# Anyone Celebrating Passover This Week?



## Guitarist (Apr 22, 2016)

If so, Happy Passover!


----------



## Warrigal (Apr 23, 2016)

Isn't it a bit late for Passover?

If not, I add my best wishes for a happy and fruitful celebration.


----------



## SeaBreeze (Apr 23, 2016)

Happy Passover to all who celebrate!


----------



## Pinky (Apr 27, 2016)

Passover goes from April 22 - April 30. I have a friend in Manhattan who attends the Central Synagogue there, and I often watch their freestream services. 
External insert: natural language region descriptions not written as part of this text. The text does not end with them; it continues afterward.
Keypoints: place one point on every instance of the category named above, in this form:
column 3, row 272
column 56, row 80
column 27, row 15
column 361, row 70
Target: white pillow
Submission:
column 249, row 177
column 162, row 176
My friends are pleased with the new rules of Passover, as per old food restrictions:
http://www.nytimes.com/2016/04/25/nyregion/new-york-today-the-new-rules-of-passover.html


----------



## fureverywhere (Apr 27, 2016)

That I used to observe...hubby's a lapsed Catholic, youngest boy is agnostic, oldest boy and wife...and grand baby...Buddhist. Where do I go here?????


----------



## Pinky (Apr 27, 2016)

fureverywhere said:


> That I used to observe...hubby's a lapsed Catholic, youngest boy is agnostic, oldest boy and wife...and grand baby...Buddhist. Where do I go here?????



Where, indeed? ;-)

It's the same in my family. We're largely agnostic, but have Catholics and Muslims, son-in-law used to be a Catholic altar boy - now a follower of Thich Nhat Hanh. It think religious diversity is a good thing.


----------



## Marley (Aug 16, 2016)

I bet my Ashkenazi brothers and sisters are happy with lifting of the food restrictions. And have a ton of Sephardic recipes to share with them. I'm a Sephardic (Mediterranean Jew). Through the years, we have been able to eat rice, beans, all that wasn't approved by the Ashkenazis. But was approved by our rebes. Every Passover it would cause a riff. lol:glitter-heart:


----------